The MIT license is the second most popular which also allows use of code for any
purpose but without any restrictions on distribution or licensing. The appropriate license
could not be identified for almost a fifth of tools. This is problematic as fellow developers
must assume that source code cannot be reused, potentially limiting the usefulness of the
methods in those tools. Tool owners are strongly encouraged to clearly display their
license in source code and documentation to provide certainty to the community as to
how their work can be reused.
Categories of scRNA-seq analysis
As has been described in previous reviews a standard scRNA-seq analysis consists of
several tasks which can be completed using various tools6. In the scRNA-tools database
we categorise tools based on the analysis tasks they perform. Here we group these tasks
into four broad phases of analysis: data acquisition, data cleaning, cell assignment and
gene identification (Figure 2). The data acquisition phase (Phase 1) takes the raw
nucleotide sequences from the sequencing experiment and returns a matrix describing
the expression of each gene (rows) in each cell (columns). This phase consists of tasks
common to bulk RNA-seq experiments, such as alignment to a reference genome or
transcriptome and quantification of expression, but is often extended to handle Unique
Molecular Identifiers (UMIs). Once an expression matrix has been obtained it is vital to
make sure the resulting data is of high enough quality. In the data cleaning phase (Phase
2) quality control of cells is performed as well as filtering of uninformative genes.
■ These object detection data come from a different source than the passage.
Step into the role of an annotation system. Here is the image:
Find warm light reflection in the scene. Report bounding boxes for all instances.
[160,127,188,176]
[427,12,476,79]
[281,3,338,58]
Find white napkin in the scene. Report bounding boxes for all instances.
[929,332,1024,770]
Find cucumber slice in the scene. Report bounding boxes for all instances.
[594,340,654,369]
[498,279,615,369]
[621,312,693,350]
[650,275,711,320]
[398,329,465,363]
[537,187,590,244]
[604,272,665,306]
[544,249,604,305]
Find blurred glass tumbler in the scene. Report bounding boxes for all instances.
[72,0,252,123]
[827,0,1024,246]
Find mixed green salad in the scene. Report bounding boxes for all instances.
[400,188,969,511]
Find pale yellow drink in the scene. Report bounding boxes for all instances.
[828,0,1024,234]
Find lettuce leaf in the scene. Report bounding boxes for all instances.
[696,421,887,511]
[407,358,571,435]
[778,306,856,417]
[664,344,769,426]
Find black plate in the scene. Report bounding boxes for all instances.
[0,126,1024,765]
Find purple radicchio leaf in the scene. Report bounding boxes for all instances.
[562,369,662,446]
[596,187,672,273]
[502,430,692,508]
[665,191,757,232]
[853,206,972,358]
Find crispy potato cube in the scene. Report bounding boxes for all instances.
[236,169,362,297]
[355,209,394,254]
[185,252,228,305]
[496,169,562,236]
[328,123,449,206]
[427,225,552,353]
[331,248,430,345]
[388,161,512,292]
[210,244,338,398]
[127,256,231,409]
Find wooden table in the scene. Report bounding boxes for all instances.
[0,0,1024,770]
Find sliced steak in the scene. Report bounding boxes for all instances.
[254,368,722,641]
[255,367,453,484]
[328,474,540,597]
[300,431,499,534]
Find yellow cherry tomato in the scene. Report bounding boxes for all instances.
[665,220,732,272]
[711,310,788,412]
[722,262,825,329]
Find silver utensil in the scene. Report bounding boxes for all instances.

Additional tasks may be performed to normalise the data or impute missing values.
Exploratory data analysis tasks are often performed in this phase, such as viewing the
datasets in reduced dimensions to look for underlying structure.
The high-quality expression matrix is the focus of the next phases of analysis. In Phase 3
cells are assigned, either to discrete groups via clustering or along a continuous
trajectory from one cell type to another. As high-quality reference datasets become
available it will also become feasible to classify cell directly into different cell types. Once
cells have been assigned attention turns to interpreting what those assignments mean.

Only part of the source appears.